Una bella dimostrazione di quanto le piante viaggino nel mondo ci viene dallo scoprire quale è il piatto nazionale di Portorico: è lo “arroz con gandules”, ossia il riso (peraltro cinese di origine) servito con il caiano, un legume proveniente dalla penisola Indiana. Gli anglofoni chiamano il caiano “pisello del piccione”; in India, la sua terra di origine, lo trovate come “arahar dal”.

Il caiano, noto in botanica cone Cajanus cajan, è un arbusto dalla vita breve (da 1 a 5 anni), che però in coltura viene trattato come annuale. Tutta la pianta, alta da 1 a 4 m e molto ramificata, è cosparsa di fitta peluria. Le foglie sono fatte da tre foglioline lanceolate, dalle nervature prominenti. I numerosi fiori sono disposti in racemi; sono gialli, con la stessa struttura di quelli della ginestra, e dal vessillo quasi sempre striato di bruno. I frutti sono legumi schiacciati, pubescenti, aderenti ai semi; questi sono di colore variabile a seconda delle cultivar (i semi indiani originari sono gialli), in numero di 2-5 per baccello.

Il caiano si adatta bene ai terreni siccitosi, ma per dare una buona resa ha bisogno di temperature elevate (sopra i 35°). Nel suo girovagare per molte zone tropicali aride e subaride del mondo, il caiano è stato manipolato in tante varietà diverse: in Kenya va per la maggiore un caiano color ruggine variegato, negli Stati del Centramerica si usano dei semi di caiano secchi molto scuri, quasi neri. I “gandules” di Portorico sono di tonalità verde chiara, anche perché raccolti quasi immaturi.

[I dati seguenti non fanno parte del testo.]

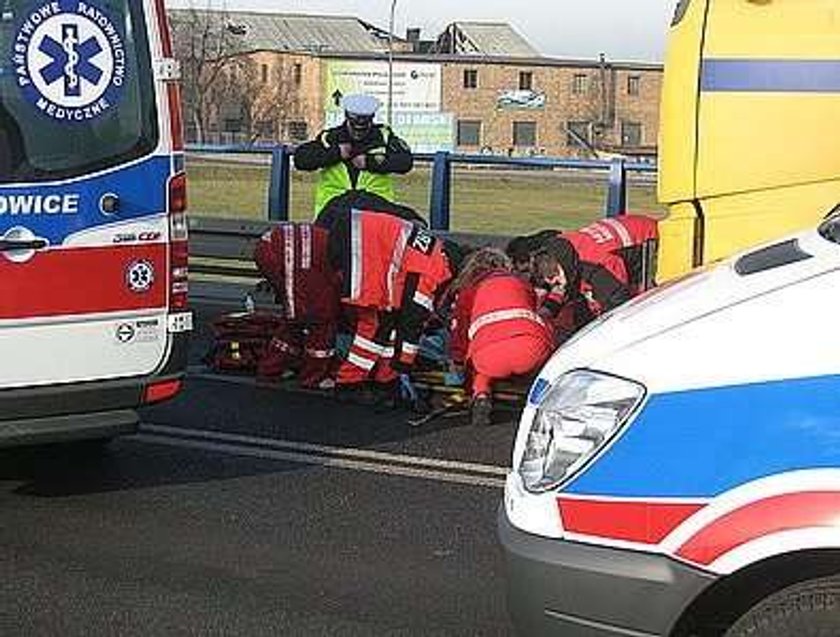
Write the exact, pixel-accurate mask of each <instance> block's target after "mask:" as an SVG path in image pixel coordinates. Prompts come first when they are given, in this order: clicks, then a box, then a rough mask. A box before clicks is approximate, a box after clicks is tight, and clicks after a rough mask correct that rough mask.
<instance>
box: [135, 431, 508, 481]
mask: <svg viewBox="0 0 840 637" xmlns="http://www.w3.org/2000/svg"><path fill="white" fill-rule="evenodd" d="M152 428H154V426H152V425H142V426H141V433H139V434H136V435H134V436H133V437H132V439H133V440H136V441H139V442H144V443H148V444H161V445H167V446H174V447H183V448H187V449H199V450H202V451H212V452H218V453H227V454H233V455H237V456H247V457H251V458H263V459H269V460H284V461H288V462H299V463H301V464H309V465H317V466H322V467H334V468H340V469H351V470H355V471H367V472H370V473H379V474H384V475H393V476H401V477H408V478H420V479H423V480H434V481H436V482H449V483H454V484H466V485H470V486H480V487H491V488H498V489H501V488H502V487H504V480H503V479H501V478H493V477H489V476H480V475H470V474H467V473H463V474H462V473H455V472H449V471H441V470H435V469H430V468H424V467H423V466H422V464H421V462H422V461H423V460H425V459H423V458H414V459H413V460H415V461H416V463H417V464H416V465H415V466H406V465H404V464H387V463H383V462H372V461H364V460H354V459H350V458H347V457H335V456H328V455H319V454H317V453H312V452H304V451H298V452H295V451H284V450H282V449H278V448H276V447H275V446H274V445H271V444H266V445H263V446H258V445H245V444H233V443H226V442H216V441H215V439H219V440H220V439H221V438H222V437H223V436H221V435H219V434H215V433H213V432H202V433H209V434H210V435H207V436H203V437H202V439H198V438H182V437H176V436H170V435H165V434H163V435H159V434H154V433H143V432H144V431H150V429H152ZM264 442H266V443H272V442H277V441H271V440H265V441H264ZM348 451H351V450H348ZM371 453H372V452H371ZM384 455H388V454H384ZM429 460H431V459H429ZM494 468H495V467H494Z"/></svg>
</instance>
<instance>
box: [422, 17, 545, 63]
mask: <svg viewBox="0 0 840 637" xmlns="http://www.w3.org/2000/svg"><path fill="white" fill-rule="evenodd" d="M438 51H439V52H440V53H452V54H461V55H486V56H490V57H509V58H536V57H540V53H539V52H538V51H537V50H536V49H535V48H534V47H533V46H531V44H530V43H529V42H528V41H527V40H526V39H525V38H524V37H522V36H521V35H520V34H519V33H518V32H517V31H516V30H515V29H514V28H513V27H512V26H510V25H509V24H507V23H505V22H453V23H452V24H450V25H449V26H448V27H446V30H445V31H444V32H443V33H442V34H441V36H440V38H438Z"/></svg>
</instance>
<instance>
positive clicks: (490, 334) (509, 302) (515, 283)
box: [450, 271, 554, 363]
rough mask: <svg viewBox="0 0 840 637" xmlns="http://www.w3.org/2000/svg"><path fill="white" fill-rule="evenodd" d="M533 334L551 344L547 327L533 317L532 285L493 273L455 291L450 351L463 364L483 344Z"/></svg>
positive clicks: (536, 318) (503, 273)
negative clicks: (458, 290) (459, 291)
mask: <svg viewBox="0 0 840 637" xmlns="http://www.w3.org/2000/svg"><path fill="white" fill-rule="evenodd" d="M526 334H527V335H533V336H534V337H536V338H539V339H543V340H545V342H546V343H548V344H552V343H553V342H554V336H553V334H552V332H551V328H550V327H549V326H548V325H547V323H546V322H545V321H544V320H543V319H542V318H541V317H540V316H539V315H538V314H537V295H536V292H535V291H534V288H533V286H531V284H530V283H528V282H527V281H525V280H524V279H522V278H521V277H519V276H517V275H515V274H512V273H510V272H505V271H499V272H493V273H491V274H489V275H488V276H486V277H484V278H482V279H481V280H480V281H478V282H477V283H475V284H473V285H471V286H469V287H467V288H464V289H463V290H461V291H460V292H458V296H457V298H456V300H455V309H454V313H453V319H452V340H451V344H450V350H451V355H452V359H453V360H454V361H455V362H456V363H463V362H464V361H466V360H468V359H469V358H470V357H471V356H472V354H473V353H474V352H476V351H478V350H480V349H481V348H482V347H483V346H484V345H485V344H486V343H496V342H499V341H504V340H507V339H509V338H512V337H514V336H520V335H526Z"/></svg>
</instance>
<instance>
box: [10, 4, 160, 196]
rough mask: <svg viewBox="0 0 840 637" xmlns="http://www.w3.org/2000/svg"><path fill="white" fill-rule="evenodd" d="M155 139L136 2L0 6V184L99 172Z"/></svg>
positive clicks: (64, 178)
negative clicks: (10, 182) (98, 171)
mask: <svg viewBox="0 0 840 637" xmlns="http://www.w3.org/2000/svg"><path fill="white" fill-rule="evenodd" d="M157 138H158V129H157V114H156V108H155V93H154V84H153V79H152V72H151V63H150V54H149V45H148V41H147V38H146V29H145V25H144V19H143V8H142V1H141V0H88V1H87V2H79V3H66V4H65V3H56V2H48V1H46V0H44V1H41V2H39V1H38V0H35V1H33V0H0V182H9V181H12V182H31V181H48V180H55V179H66V178H70V177H76V176H80V175H84V174H87V173H90V172H94V171H99V170H103V169H106V168H109V167H112V166H115V165H118V164H121V163H124V162H127V161H130V160H132V159H135V158H137V157H140V156H142V155H144V154H148V153H149V152H151V151H152V150H153V149H154V148H155V146H156V145H157Z"/></svg>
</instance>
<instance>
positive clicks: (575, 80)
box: [572, 73, 586, 95]
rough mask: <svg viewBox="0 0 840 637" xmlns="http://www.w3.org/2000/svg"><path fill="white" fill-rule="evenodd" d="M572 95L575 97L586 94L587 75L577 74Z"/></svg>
mask: <svg viewBox="0 0 840 637" xmlns="http://www.w3.org/2000/svg"><path fill="white" fill-rule="evenodd" d="M572 93H574V94H575V95H583V94H584V93H586V74H585V73H575V76H574V77H573V78H572Z"/></svg>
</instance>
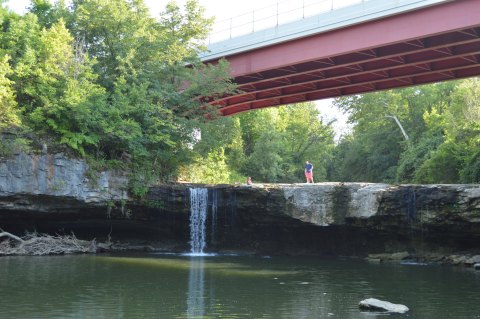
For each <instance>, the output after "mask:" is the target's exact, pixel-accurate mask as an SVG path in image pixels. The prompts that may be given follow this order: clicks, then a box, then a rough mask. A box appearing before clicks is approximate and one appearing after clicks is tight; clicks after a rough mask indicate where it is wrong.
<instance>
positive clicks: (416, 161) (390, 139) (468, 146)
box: [329, 78, 480, 183]
mask: <svg viewBox="0 0 480 319" xmlns="http://www.w3.org/2000/svg"><path fill="white" fill-rule="evenodd" d="M479 96H480V81H479V80H478V79H477V78H473V79H469V80H464V81H451V82H447V83H441V84H432V85H425V86H421V87H413V88H408V89H402V90H393V91H387V92H379V93H374V94H366V95H363V96H353V97H346V98H340V99H337V100H336V104H337V106H339V107H340V108H341V109H343V110H345V111H348V112H350V114H351V115H350V121H351V122H353V123H355V124H356V125H355V127H354V130H353V132H352V134H351V135H350V136H348V137H347V138H346V139H344V140H342V141H341V142H340V143H339V145H338V146H337V147H336V149H335V151H334V153H333V157H332V164H331V165H330V166H329V168H330V173H329V174H330V175H329V177H330V178H331V179H338V180H342V181H371V182H400V183H458V182H465V183H472V182H478V180H479V178H478V175H479V173H478V168H479V167H480V164H479V162H478V160H479V157H478V149H479V141H480V129H479V128H480V99H479ZM388 115H391V116H393V115H395V116H396V117H397V118H398V119H399V121H400V122H401V123H402V126H403V127H404V128H405V130H406V132H407V133H408V135H409V137H410V139H409V140H408V141H405V140H404V139H403V140H402V138H401V135H399V130H398V128H395V126H394V122H393V121H390V120H389V121H388V122H387V121H386V120H387V119H386V118H385V116H388Z"/></svg>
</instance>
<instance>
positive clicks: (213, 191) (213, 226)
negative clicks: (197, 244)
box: [210, 189, 218, 242]
mask: <svg viewBox="0 0 480 319" xmlns="http://www.w3.org/2000/svg"><path fill="white" fill-rule="evenodd" d="M217 203H218V192H217V190H216V189H212V230H211V237H210V239H211V242H214V241H215V237H216V231H217Z"/></svg>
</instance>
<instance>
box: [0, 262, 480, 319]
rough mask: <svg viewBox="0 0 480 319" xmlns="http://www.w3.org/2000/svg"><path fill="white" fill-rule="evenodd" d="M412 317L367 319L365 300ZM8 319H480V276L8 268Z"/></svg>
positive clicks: (372, 270)
mask: <svg viewBox="0 0 480 319" xmlns="http://www.w3.org/2000/svg"><path fill="white" fill-rule="evenodd" d="M369 297H375V298H379V299H384V300H388V301H391V302H395V303H402V304H405V305H407V306H408V307H409V308H410V309H411V312H410V313H409V314H407V315H403V316H401V315H395V316H386V315H380V314H367V313H362V312H360V311H359V310H358V308H357V304H358V302H359V301H360V300H362V299H364V298H369ZM0 317H1V318H275V319H276V318H288V319H290V318H296V319H302V318H369V319H371V318H387V317H390V318H416V319H430V318H431V319H443V318H445V319H451V318H469V319H471V318H480V272H474V271H468V270H462V269H456V268H451V267H442V266H406V265H391V264H369V263H366V262H363V261H357V260H312V259H298V258H290V259H287V258H259V257H235V256H231V257H225V256H224V257H220V256H216V257H204V258H200V257H195V258H193V257H192V258H191V257H182V256H173V255H172V256H169V255H142V256H125V257H122V256H60V257H1V258H0Z"/></svg>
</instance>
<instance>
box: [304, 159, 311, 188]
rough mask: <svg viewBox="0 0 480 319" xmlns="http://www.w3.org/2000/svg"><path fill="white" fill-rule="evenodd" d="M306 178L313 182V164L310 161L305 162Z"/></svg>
mask: <svg viewBox="0 0 480 319" xmlns="http://www.w3.org/2000/svg"><path fill="white" fill-rule="evenodd" d="M305 178H306V179H307V183H312V184H313V165H312V164H311V163H310V162H309V161H306V162H305Z"/></svg>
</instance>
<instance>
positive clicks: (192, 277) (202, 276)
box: [187, 257, 205, 319]
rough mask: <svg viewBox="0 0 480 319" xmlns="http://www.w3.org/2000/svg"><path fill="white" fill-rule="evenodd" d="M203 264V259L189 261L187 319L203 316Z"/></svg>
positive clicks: (203, 283)
mask: <svg viewBox="0 0 480 319" xmlns="http://www.w3.org/2000/svg"><path fill="white" fill-rule="evenodd" d="M204 296H205V264H204V260H203V257H192V258H191V259H190V271H189V274H188V297H187V317H188V318H189V319H194V318H204V316H205V298H204Z"/></svg>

I piselli del piccione, altamente nutrienti e dal gusto più simile a quello della soja che a quello dei nostri piselli, si possono cucinare come tutti gli altri legumi, ed anche i baccelli immaturi vengono mangiati, così come si mangiano i fagiolini. Il seme del caiano può subire altri trattamenti: in Indonesia ad esempio se ne ottiene per fermentazione una salsa che sostituisce la salsa di soja; in altre parti del Sudest asiatico se ne ricava una farina per la preparazione di noodles, i tipici “spaghetti” dei popoli orientali.